Americans have been rattled by the biggest civil uprisings in at least a generation, with violent clashes forcing a recognition of a long history of racial inequality. So far, that recognition has had little effect on the US’s $30tn-plus stock market.
Portfolio managers who direct the investment of hundreds of billions of dollars have looked beyond the civil disturbances sparked by the killing of George Floyd, an unarmed black man, by a white police officer, even as protests increase the risk of another wave of coronavirus infections.
As of yet, the protests have not meaningfully impacted forecasts for economic growth, which had already taken a sharp haircut as states and municipalities across the country locked down to curtail the spread of the virus, investors said.
Civil unrest in the past has not spelt calamity for US markets, analysts said, with several pointing to the gains notched by the S&P 500 and Dow Jones Industrial Average in 1968 — when the assassination of Martin Luther King galvanised the country — as proof of its resilience. In that year, when riots were seen in Washington, Chicago and Baltimore, US markets still advanced. That same year, a strain of influenza would reach pandemic proportions, killing about 100,000 Americans.
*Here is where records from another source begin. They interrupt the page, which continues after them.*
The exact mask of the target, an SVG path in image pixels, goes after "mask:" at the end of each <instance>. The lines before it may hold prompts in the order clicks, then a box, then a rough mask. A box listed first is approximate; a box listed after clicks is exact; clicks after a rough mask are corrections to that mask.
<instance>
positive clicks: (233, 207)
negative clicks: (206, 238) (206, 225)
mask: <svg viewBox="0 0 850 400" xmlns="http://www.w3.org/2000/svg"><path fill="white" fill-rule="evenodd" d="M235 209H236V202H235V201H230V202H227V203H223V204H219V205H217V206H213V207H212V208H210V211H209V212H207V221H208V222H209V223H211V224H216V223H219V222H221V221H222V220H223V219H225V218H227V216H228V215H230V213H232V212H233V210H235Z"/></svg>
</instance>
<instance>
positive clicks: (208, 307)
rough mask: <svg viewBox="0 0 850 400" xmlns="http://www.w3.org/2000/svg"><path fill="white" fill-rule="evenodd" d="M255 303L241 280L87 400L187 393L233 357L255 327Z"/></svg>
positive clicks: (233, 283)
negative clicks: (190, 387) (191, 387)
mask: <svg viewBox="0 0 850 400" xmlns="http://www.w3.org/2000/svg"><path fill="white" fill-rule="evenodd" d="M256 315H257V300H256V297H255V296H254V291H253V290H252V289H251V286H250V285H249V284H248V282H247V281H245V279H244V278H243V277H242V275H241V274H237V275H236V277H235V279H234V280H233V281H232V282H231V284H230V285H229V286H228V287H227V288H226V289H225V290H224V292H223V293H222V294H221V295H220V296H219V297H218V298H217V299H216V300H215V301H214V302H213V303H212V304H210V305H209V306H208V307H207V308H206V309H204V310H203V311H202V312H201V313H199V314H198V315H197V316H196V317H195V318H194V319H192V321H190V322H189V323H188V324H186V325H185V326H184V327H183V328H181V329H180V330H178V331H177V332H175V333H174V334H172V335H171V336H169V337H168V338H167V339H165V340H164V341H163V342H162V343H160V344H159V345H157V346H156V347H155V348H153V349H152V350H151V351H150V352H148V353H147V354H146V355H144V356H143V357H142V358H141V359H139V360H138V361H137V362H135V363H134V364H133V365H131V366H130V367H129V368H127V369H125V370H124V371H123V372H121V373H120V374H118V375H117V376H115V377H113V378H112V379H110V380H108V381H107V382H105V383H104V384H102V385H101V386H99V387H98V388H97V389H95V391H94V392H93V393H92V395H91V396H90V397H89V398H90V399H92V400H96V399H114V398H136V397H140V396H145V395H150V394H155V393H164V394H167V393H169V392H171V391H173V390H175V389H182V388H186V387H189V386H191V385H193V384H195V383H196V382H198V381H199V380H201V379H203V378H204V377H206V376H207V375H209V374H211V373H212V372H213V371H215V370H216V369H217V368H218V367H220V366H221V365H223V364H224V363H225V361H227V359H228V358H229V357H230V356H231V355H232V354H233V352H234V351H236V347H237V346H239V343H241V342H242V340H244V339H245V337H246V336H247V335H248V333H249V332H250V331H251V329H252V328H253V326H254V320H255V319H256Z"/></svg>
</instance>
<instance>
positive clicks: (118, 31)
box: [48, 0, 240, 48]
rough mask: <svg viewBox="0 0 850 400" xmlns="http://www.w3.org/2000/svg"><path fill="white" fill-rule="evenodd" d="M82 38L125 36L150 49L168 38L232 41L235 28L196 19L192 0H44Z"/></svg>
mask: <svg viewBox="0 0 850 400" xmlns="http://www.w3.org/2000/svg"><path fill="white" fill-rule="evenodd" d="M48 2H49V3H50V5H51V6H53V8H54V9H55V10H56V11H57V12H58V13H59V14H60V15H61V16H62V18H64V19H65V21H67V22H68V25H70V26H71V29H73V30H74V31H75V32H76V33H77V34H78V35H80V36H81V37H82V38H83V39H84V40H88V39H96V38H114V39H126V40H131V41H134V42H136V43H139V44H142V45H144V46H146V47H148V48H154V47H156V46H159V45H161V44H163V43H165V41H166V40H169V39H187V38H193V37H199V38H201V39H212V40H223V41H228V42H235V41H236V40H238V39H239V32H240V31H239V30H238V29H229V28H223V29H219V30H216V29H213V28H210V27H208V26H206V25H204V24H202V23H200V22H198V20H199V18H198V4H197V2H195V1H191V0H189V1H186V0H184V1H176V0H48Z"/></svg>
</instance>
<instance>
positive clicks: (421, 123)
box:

But unlike 1968, another factor is at play to lift stocks in 2020: unprecedented intervention by the Federal Reserve to support the economy through the pandemic. The US central bank has injected nearly $3tn into financial markets since the end of February, buoying stocks and overshadowing other market forces, investors said.
“All the negatives are more than embedded in the markets,” said Margie Patel, a senior portfolio manager at Wells Fargo Asset Management. “You have had trillions of dollars come into financial markets. Regardless of the fundamentals, that is [now] the biggest fundamental.”
The S&P 500, which was roughly 0.4 per cent higher on Monday, is down only 5.4 per cent this year. Since the Fed announced it would unleash its full force to support the US economy on March 23, stocks have gained nearly 40 per cent.
That surge has been hard for many investors to reconcile, given the deep economic damage Covid-19 has caused. Mohamed El-Erian, Allianz’s chief economic adviser, said the subdued market reaction to the protests was “consistent with the very sharp disconnect between markets and the economy”.
The scenes from Los Angeles, Minneapolis, and other cities across the US where thousands of Americans are protesting, as well as the deploying of National Guard troops to quell the gatherings, have nonetheless proven jarring for fund managers, as it has for millions of Americans.
“This country is more divided than it has been in many, many years, and that is a tragedy,” said David Kelly, the global chief strategist at JPMorgan Chase Asset Management. “But when you look at the market, you can argue the market depends on the fortunes of many companies who will not be greatly affected by the demonstrations in downtown cities.”
Richard McGuire, a strategist at Rabobank in London, added that the market seemed “determined, if not entirely hell bent, on looking through the myriad negative headwinds faced by the global economy at present.”
The question on the minds of several investors was what the second-order effects of the protests would be, including the fear that demonstrations could lead to an uptick in coronavirus cases given how close people are packed together. “It’s too soon to tell”, Ms Patel said.